A virtual machine was discovered to have a snapshot chain 32 levels deep.
All consolidation efforts failed with the following error:
Operation failed!
Task name Remove snapshot
Target <VM name>
Status An error occurred while deleting a snapshot: One of the disks in this virtual machine is already in use by a virtual machine or by a snapshot.
The virtual machine could not be snapshotted an further.
Backups were failing.
Consolidation efforts issues via the vCenter GUI failed.
Upon investigation the snapshots were all related to the backup appliance.
Turning off the backup appliance proxy did not release the consolidation and it still failed.
When the locks were investigated (see KB: Investigating Virtual Machine file locks on ESXi Host(s)) the locks all originated from the host where the VM was running.

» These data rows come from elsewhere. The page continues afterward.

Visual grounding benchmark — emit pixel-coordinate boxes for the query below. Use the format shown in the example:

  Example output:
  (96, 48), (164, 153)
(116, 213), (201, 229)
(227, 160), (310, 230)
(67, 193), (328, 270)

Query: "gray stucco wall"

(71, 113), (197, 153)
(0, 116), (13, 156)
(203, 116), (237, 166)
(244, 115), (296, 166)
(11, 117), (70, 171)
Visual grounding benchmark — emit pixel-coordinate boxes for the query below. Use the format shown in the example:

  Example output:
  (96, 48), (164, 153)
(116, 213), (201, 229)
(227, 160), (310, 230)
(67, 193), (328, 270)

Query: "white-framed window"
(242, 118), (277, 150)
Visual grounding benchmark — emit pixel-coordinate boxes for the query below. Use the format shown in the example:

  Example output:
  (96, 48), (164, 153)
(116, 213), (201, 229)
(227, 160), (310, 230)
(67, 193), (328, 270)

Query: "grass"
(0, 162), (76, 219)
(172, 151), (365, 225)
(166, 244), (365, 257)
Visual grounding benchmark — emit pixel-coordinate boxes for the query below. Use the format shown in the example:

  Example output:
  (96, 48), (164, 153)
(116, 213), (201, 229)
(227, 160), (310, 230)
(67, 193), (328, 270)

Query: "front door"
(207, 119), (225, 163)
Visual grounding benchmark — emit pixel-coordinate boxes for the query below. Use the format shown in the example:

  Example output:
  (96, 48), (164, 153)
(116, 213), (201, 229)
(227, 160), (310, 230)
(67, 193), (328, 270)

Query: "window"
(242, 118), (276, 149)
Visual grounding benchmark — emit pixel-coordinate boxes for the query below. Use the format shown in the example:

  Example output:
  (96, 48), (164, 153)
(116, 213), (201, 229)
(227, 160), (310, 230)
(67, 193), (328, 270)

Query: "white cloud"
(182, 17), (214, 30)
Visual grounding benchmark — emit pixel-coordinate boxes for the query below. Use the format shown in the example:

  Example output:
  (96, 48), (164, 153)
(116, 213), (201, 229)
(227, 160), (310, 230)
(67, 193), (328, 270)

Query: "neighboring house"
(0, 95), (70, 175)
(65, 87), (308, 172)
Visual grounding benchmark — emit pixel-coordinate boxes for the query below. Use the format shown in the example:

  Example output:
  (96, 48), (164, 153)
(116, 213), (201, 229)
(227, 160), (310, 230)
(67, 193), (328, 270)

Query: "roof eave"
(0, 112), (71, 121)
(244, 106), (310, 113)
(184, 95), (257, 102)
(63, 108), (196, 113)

On the host in question a lock check (lsof) returned all the locks being held by the same vmx process where the VM was running.
It would appear that a process on the host locked all the files, blocking consolidation attempts. This was not cleared by a host reboot.
The only solution was to manually clone the disks individually up to the N-1 snapshot. (The data on a running VM only writes to the last snapshot in a chain and the previous content should never change.)
This was performed leveraging the vmkfstools -i command.
After each disk was cloned to N-1, a new VMX file was created for the recovered virtual machine pointing to a snapshot reference.
The source VM was then powered off, causing a service outage.
The last snapshots in each chain were copied to the new VM directory and made to point to the cloned disks below them; making the new VMX file now valid.
Then new virtual machine was then powered on, it assumed the identity of the original, restoring original service.
After in-guest data validation the one snapshot on the new virtual machine was consolidated via the vCenter GUI. Clearing all issues.
Pending further data validation the original virtual machine was purged from the datastore, freeing up and reclaiming the space on the datastore.